If you are a diabetic or a dieter who is familiar with low-carbohydrate dieting, you might be familiar with the glycemic index. You probably know that vegetables such as carrots are "good" for you. Whether you eat carrots on a daily basis or are thinking about eating them for health benefits, you might be curious what their glycemic index is and how your body reacts to them.

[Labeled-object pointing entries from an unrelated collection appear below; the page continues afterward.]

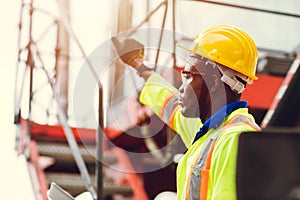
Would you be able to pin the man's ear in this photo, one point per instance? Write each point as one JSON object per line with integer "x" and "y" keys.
{"x": 215, "y": 83}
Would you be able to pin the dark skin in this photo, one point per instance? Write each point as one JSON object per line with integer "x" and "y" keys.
{"x": 207, "y": 91}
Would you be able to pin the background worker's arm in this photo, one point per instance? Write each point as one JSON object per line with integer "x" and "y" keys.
{"x": 157, "y": 93}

The glycemic index may appear confusing upon first glance, but it is actually quite useful and easy to understand. The glycemic index is a numerical scale that ranks foods and beverages on their potential to raise your blood sugar and your insulin levels. Foods and beverages that rank above 70 are considered "high GI" foods and are likely to raise your blood sugar rapidly. Foods and beverages that fall below 55 on the scale are considered "low GI" foods and are not likely to raise your blood sugar quickly or any sizable amount.
GI of Carrots
Unlike some foods, the glycemic index of carrots can vary to a fairly significant degree. According to Harvard Medical School, carrots have a glycemic index ranking of 47, plus or minus 16. There are many factors that go into determining the glycemic index ranking of a food, including how much the food is cooked and how much the food is processed. Cooked carrots, for instance, have a glycemic index of 39. Fresh 100-percent carrot juice has a glycemic index of 45. Canned carrots that have been processed would likely be among the higher GI types of carrots.

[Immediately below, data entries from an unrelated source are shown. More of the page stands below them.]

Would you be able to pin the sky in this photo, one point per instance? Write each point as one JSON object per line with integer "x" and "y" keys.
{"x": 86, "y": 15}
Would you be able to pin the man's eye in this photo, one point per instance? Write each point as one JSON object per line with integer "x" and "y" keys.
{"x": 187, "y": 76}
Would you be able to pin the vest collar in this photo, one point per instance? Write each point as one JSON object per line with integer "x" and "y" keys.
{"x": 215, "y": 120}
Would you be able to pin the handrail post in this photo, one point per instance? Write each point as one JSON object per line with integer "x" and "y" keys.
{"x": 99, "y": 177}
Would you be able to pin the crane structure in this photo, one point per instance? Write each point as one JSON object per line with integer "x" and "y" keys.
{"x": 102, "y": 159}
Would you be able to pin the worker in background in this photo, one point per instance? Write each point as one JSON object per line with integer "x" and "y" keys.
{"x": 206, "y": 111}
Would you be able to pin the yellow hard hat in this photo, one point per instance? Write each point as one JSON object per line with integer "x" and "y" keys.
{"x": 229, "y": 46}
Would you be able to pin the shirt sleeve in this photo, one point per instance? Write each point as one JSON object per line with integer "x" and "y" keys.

Dr. Jonny Bowden, Ph.D., a clinical nutrition specialist and author of the book "The 150 Healthiest Foods on Earth," suggests that you should absolutely not let the glycemic index of carrots deter you from eating them, even if you are on a diet. Bowden explains that glycemic load, rather than the glycemic index, is a far more significant measuring stick for how a food affects your blood sugar and insulin levels. Dr. Bowden points out that carrots have a glycemic load of 3, which he calls "ridiculously low." Despite the low-to-moderate glycemic index rating, carrots are very unlikely to significantly affect your blood sugar. If you are a diabetic, please talk to your doctor if you have not been eating carrots and wish to add them to your diet.

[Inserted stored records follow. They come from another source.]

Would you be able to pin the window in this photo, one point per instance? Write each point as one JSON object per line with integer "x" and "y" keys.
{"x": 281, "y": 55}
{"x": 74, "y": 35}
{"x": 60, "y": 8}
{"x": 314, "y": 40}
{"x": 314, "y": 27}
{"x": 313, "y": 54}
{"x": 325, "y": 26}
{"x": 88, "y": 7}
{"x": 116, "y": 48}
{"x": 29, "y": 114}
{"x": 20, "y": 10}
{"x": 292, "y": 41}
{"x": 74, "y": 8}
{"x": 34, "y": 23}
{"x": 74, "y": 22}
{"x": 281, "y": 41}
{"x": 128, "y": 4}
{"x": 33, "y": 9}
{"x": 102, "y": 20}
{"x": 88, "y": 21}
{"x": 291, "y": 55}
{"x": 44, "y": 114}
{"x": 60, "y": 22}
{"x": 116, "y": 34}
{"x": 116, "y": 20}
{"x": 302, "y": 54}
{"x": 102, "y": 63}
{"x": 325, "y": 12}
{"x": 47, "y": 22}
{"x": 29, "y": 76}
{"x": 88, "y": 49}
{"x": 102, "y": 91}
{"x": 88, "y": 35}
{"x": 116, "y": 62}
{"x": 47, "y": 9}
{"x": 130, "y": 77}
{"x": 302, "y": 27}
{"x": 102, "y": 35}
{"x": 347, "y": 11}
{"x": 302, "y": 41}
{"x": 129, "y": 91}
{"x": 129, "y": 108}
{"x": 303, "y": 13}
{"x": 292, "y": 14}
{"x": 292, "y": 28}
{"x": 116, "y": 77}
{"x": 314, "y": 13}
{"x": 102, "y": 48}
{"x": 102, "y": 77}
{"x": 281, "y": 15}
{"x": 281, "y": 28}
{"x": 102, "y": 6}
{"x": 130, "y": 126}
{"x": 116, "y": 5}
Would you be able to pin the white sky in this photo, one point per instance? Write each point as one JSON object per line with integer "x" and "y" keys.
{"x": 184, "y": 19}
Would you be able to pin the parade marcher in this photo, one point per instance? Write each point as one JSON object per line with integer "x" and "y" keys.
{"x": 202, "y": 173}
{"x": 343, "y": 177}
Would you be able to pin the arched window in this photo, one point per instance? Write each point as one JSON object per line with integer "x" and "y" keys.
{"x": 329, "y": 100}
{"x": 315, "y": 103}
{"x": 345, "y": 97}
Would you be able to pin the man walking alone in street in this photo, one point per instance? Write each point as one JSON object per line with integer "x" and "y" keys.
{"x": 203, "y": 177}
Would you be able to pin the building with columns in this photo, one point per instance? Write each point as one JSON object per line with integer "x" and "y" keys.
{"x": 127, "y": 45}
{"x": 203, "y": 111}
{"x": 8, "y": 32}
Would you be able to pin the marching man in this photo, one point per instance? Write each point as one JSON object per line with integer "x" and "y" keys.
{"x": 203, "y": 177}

Bowden regards carrots among the very healthiest foods you can eat, saying carrots contain very powerful antioxidants called carotenoids. Carrots contain alpha-carotene. You have probably heard of beta-carotene, but alpha-carotene may actually be more powerful and useful to inhibit the growth and formation of tumors, according to Bowden and biochemist Michiaki Murakoshi. Three medium-sized carrots contain 60 mg of calcium, 586 mg of potassium, 5 g of dietary fiber and 30,000 IUs of vitamin A, six times more than your daily recommended allowance. Not to worry, exceeding your RDA for vitamin A by eating carrots is not harmful. Carrots also contain magnesium, phosphorus and vitamin C.